- Directed by: Michael Noer
- Written by: Rasmus Heisterberg Michael Noer
- Starring: Gustav Dyekjær Giese Lene Maria Christensen Roland Møller
- Distributed by: Nordisk Film
- Release date: 27 January 2013;
- Running time: 91 min
- Country: Denmark
- Language: Danish

= Nordvest (film) =

Danish 2013 film

Nordvest is a Danish action-drama film from 2013, directed by Michael Noer and written by Rasmus Heisterberg. It was Noer's first solo project as a movie director, after he directed the prison film R (2010) together with Tobias Lindholm.

Nordvest got its world premiere at the Rotterdam International Film Festival in January 2013. It was also the opening film at the Copenhagen film festival in April 2013.

==Reception==
Nordvest received generally good reviews and ended up selling 88,849 tickets in Danish cinemas.

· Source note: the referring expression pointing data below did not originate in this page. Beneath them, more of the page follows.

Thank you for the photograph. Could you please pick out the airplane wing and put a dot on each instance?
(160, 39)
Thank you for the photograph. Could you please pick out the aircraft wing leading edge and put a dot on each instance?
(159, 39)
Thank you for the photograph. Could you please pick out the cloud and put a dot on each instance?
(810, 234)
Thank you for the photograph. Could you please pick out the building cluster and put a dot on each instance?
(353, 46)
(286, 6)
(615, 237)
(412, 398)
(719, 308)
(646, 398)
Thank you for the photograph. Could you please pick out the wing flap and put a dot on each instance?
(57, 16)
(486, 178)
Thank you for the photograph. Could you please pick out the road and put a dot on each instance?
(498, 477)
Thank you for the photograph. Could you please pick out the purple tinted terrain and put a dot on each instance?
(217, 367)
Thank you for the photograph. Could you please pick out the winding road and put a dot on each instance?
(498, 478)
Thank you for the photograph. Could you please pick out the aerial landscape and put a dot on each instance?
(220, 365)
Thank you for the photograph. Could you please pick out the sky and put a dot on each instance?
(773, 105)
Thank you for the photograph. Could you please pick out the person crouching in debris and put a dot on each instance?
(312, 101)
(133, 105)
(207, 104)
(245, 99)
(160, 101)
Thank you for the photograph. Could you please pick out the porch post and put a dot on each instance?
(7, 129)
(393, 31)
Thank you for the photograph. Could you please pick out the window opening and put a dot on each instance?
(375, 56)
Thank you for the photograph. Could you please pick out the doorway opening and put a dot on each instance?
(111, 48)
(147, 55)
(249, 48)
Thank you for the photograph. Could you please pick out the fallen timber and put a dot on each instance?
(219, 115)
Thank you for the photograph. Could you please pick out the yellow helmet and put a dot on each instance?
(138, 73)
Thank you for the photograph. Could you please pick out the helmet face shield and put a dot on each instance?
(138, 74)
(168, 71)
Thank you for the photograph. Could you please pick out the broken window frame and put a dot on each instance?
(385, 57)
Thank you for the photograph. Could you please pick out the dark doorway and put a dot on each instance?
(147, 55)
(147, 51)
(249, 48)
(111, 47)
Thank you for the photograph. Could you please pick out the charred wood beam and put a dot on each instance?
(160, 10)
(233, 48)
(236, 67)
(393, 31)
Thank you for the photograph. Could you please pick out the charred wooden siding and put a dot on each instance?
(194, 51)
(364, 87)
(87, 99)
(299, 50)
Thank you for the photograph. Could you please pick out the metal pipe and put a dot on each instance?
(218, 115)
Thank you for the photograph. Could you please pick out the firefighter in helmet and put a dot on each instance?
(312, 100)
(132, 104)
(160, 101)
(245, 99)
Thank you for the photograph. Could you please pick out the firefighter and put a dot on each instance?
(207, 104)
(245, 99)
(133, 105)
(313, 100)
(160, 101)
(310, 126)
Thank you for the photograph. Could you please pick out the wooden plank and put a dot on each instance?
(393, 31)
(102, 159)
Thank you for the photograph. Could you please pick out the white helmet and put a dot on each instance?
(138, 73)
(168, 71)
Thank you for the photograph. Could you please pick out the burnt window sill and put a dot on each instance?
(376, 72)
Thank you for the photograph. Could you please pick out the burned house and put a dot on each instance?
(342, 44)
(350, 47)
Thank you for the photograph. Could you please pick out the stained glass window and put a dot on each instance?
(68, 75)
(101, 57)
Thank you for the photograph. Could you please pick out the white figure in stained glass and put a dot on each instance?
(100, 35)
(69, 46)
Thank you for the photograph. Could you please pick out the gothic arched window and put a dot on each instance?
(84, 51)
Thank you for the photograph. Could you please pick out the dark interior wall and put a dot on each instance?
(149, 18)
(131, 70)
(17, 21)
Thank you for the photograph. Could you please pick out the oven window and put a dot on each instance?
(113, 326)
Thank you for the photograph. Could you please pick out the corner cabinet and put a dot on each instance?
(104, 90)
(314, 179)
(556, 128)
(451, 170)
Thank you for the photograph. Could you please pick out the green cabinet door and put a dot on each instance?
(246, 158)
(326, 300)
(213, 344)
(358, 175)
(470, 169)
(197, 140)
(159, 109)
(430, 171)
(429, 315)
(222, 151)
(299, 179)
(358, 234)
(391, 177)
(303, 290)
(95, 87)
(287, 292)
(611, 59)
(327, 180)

It won awards including the international critics’ Fipresci award at the Göteborg International Film Festival and a Special Jury Award and the Critics’ Prize at the International Crime Film Festival in Beaune.
On review aggregator website Rotten Tomatoes, the film holds an approval rating of 90% based on 10 reviews, with an average rating of 6.4/10.